Hukuk Devletinde Meşruiyet Katmanları
Toplum hayatının yasa adı verilen bir dizi ilke uyarınca belirli bir nizama bağlanması çok eski devirlerden bu yana devletli toplumların aşina oldukları bir durum. Kadim adalet dairesinde buyurulduğu üzere; “cihan bir bağ imiş dîvârı devlet, devletin nazımı şeraittir.” Yasa, devletin nazımı, düzenin mantığıdır. Zor araçlarının giderek merkezileştiği, meşru güç kullanımının resmî tekele alındığı modern devletlerde ise yasanın düzen kurucu karakteri yeni biçimler almıştır. Modern devlet bir yandan genel ve soyut yasaların titiz bir biçimde sistemleştirildiği kodifikasyon süreçlerinin ürünü iken, diğer taraftan erken modern dönemde zirve yapan hikmet-i hükümet pratiklerini tevarüs etmiştir.
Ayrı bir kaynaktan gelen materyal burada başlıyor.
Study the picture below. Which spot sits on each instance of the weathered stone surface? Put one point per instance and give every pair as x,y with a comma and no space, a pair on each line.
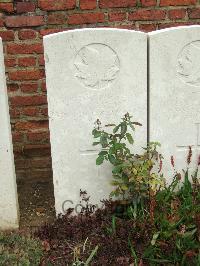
8,198
175,94
91,73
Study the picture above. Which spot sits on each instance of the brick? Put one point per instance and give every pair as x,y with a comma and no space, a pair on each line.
6,7
14,113
24,21
88,18
14,48
147,3
10,62
26,61
194,13
43,86
117,16
116,3
28,100
29,87
27,34
49,5
35,136
30,111
177,13
41,61
88,4
44,111
147,15
23,7
177,2
147,27
58,18
7,35
26,74
31,125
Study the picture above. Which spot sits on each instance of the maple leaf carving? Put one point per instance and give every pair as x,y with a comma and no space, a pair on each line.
96,65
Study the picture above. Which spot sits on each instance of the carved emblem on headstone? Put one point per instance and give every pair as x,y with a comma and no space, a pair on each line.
188,66
97,65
Son birkaç yüzyılın siyasi süreçlerinin semeresi olan hukuk devleti, yasa fikri ile hikmet-i hükümet anlayışının dinmez çekişmesinin bağrında şekillenmiştir.
Özellikle liberal gelenek içinde anlam kazanan hukuk devleti fikri, devlet erkini sınırlamak ve keyfî güç kullanımını bertaraf etmek üzere devlet teşkilatında belirli şekil ve içerik şartları gözetir. Anayasa, kuvvetler ayrılığı, hukukun egemenliği ve yargı bağımsızlığı gibi ilkeler hukuk devletinin şekil şartları iken, özgürlük, insan onuru ve hakları gibi idealler de hukuk devletinin aradığı içerik şartları olarak önem kazanmıştır. Bu çerçevede hukuk devleti hukuk marifetiyle hak ve özgürlüklere emniyet sağlayan devlettir. Fakat hemen bu noktada hukuk devletinin paradoksal karakteri kendini ele verir. Zira Anayasa devletin esas teşkilatına (teşkilat-ı esasi) ruhunu üflerken, devleti sınırlar; ama aynı zamanda meşru güç tekelini de ona verir. Anayasal olarak sınırlanan devlet ve onun erkleri meşruiyet ve kudretini de yine Anayasa’dan alır. Öyleyse hukuk devleti iki yönlü işlemeye açık ve müsait bir siyasi kurumsallaşmadır. Bu iki yönlü işleyebilme potansiyeli hukuk devletinin temel meselesini ifşa eder: Anayasa’nın demokratik meşruiyet temeli.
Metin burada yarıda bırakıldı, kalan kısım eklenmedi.